We woke up before the sunrise to drive to Mounds State Park and prepare for the DINO race we had come to do. DINO (Do INdiana Off-road) is a group that runs a series of trail races across the state. The registration money goes towards trail maintenance and it’s a fun way to stay in shape and see some parks. Due to the previously mentioned rain, the trails were muddy and messy, but we charged onward undaunted. Kerry ran the 15k (winning 1st in her age group despite losing her shoes six times!) while Tim and I ran the 5k. By the end of the race, the sun was out and the day was beautiful. We were joined by two more club members and went on a hike through Mounds State Park. The park gets its name from the large earthen hills that were built by Hopewell natives thousands of years ago.
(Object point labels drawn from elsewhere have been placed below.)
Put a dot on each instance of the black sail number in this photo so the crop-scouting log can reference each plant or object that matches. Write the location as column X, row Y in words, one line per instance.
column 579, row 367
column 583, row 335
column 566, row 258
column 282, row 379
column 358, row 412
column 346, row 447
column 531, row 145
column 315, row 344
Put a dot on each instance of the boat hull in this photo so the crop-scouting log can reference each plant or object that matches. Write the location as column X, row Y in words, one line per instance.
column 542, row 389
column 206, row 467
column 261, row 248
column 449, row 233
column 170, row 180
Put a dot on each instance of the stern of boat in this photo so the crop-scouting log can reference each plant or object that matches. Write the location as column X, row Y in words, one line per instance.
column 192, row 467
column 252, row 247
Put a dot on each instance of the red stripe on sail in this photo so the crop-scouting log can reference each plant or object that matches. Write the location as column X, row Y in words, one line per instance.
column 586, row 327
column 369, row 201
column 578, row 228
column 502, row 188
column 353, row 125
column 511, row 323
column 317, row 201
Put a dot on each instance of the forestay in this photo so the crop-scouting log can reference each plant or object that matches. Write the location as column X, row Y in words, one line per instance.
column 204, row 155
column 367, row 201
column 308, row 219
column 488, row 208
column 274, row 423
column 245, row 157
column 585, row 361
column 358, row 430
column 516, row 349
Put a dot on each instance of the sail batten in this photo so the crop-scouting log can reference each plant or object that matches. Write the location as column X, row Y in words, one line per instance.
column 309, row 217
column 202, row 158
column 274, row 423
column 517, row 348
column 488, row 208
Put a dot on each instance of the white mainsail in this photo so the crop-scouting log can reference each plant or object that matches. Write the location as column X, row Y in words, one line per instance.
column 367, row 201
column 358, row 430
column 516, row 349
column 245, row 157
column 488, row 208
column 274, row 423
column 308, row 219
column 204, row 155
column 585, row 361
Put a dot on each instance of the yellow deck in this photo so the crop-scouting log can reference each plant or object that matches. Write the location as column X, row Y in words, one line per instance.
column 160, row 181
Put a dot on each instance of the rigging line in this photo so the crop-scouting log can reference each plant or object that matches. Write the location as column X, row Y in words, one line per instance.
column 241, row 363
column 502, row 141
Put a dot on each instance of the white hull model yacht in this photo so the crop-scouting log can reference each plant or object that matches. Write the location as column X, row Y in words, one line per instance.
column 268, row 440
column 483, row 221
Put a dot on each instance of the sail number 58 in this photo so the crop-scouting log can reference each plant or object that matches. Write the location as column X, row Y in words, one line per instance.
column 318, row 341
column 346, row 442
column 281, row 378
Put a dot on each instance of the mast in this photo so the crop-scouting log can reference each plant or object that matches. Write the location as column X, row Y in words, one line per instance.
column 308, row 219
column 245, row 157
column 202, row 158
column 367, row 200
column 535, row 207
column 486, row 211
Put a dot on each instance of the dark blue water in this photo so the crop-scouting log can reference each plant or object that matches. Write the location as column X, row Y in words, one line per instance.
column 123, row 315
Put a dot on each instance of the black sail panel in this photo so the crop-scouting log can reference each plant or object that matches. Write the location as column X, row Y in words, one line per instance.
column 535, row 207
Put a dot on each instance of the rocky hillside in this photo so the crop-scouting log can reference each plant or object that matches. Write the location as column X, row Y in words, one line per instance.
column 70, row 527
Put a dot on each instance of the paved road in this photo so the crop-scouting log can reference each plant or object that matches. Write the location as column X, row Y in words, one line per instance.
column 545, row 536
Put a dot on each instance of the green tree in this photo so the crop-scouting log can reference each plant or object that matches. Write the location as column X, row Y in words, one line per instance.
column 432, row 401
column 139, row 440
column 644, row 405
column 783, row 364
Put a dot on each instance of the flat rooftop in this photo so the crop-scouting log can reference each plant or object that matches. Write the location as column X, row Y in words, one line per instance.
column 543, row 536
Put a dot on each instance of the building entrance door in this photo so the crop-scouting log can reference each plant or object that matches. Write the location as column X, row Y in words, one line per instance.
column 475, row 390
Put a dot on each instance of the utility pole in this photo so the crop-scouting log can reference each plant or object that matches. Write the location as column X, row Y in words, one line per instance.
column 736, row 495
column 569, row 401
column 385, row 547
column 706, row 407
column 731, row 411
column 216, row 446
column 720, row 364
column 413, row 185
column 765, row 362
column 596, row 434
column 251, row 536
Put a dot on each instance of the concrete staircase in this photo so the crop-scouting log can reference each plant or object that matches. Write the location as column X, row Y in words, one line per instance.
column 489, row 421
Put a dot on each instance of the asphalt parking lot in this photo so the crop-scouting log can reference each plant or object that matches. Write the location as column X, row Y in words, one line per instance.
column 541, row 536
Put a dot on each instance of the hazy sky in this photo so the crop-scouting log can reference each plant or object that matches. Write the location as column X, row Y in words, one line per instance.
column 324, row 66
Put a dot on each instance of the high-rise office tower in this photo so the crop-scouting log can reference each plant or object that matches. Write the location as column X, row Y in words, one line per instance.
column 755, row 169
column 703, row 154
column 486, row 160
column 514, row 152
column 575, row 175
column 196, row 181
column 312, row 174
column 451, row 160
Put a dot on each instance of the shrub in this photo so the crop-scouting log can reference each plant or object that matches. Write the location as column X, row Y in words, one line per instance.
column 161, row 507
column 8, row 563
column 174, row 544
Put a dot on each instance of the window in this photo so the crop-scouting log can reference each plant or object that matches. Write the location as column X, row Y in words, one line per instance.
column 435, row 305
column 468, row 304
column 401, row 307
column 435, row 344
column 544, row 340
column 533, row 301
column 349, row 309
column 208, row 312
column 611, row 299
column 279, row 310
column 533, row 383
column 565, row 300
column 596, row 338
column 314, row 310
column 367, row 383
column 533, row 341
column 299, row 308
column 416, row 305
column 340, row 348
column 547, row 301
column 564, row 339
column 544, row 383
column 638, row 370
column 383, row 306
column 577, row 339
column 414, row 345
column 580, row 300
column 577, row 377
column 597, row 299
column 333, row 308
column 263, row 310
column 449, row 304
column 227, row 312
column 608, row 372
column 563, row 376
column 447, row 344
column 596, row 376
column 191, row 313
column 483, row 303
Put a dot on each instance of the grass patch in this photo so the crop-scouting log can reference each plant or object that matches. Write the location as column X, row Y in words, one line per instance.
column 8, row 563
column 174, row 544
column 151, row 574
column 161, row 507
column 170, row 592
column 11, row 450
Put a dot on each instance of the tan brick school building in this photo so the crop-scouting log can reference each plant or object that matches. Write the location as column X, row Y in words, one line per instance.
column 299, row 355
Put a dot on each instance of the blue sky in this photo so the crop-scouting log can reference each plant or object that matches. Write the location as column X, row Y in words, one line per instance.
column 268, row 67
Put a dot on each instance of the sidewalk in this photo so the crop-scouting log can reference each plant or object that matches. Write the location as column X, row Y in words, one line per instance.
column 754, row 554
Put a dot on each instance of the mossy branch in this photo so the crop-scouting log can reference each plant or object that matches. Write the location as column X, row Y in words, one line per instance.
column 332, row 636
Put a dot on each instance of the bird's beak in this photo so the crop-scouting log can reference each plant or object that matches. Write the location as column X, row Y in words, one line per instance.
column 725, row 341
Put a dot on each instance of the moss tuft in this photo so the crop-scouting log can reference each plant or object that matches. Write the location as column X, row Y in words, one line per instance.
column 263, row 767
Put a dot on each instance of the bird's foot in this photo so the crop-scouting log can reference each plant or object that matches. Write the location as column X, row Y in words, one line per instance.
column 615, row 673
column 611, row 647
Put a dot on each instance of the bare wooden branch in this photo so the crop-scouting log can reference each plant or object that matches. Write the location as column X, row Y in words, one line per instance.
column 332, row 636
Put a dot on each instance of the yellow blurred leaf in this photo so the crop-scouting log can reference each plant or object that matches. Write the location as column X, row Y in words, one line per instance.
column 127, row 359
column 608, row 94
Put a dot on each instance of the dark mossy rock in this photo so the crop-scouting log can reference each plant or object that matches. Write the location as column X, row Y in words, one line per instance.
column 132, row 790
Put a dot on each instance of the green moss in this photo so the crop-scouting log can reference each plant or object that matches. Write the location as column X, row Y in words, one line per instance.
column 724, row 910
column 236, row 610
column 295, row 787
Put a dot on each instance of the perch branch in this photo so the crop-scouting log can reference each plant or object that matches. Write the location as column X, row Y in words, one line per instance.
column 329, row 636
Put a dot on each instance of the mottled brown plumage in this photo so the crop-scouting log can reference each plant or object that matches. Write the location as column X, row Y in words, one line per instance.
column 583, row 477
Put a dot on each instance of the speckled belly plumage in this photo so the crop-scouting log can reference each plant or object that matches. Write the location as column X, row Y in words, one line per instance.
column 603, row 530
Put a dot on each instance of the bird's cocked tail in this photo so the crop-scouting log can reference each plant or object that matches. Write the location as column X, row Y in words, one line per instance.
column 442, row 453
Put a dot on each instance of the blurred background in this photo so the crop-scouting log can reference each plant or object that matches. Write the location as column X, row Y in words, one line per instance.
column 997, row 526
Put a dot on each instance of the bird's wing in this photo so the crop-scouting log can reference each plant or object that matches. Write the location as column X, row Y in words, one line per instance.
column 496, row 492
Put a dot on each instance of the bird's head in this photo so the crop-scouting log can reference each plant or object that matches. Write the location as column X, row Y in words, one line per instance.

Their positions line up with the sunset during the summer and winter solstices, making them ideal for predicting the timing of seasonal changes. We saw several and they were pretty amazing. Evidently, many of these mounds could end up underwater by the proposed construction of a dam which you should be opposed to – see more details here. After our hike, we set up tents at the campground. That night we had a blazing fire on which we cooked a big batch of vegetarian chili. The night was cold, but survivable.
Sunday morning we packed up and headed to our final stop, Ouabache State Park. At Ouabache we went on a 3-mile hike. Highlights along the way included a 100-foot fire tower and grazing bison. Long ago bison were abundant in Indiana until they were exterminated by obnoxious European colonists. This small herd was introduced by park staff to re-establish the original grazing regime and give visitors a glimpse of the Indiana that once was. We had fun watching them munch on grass and wallow in the mud. Finally, satisfied with our explorations (and out of weekend) we returned to South Bend.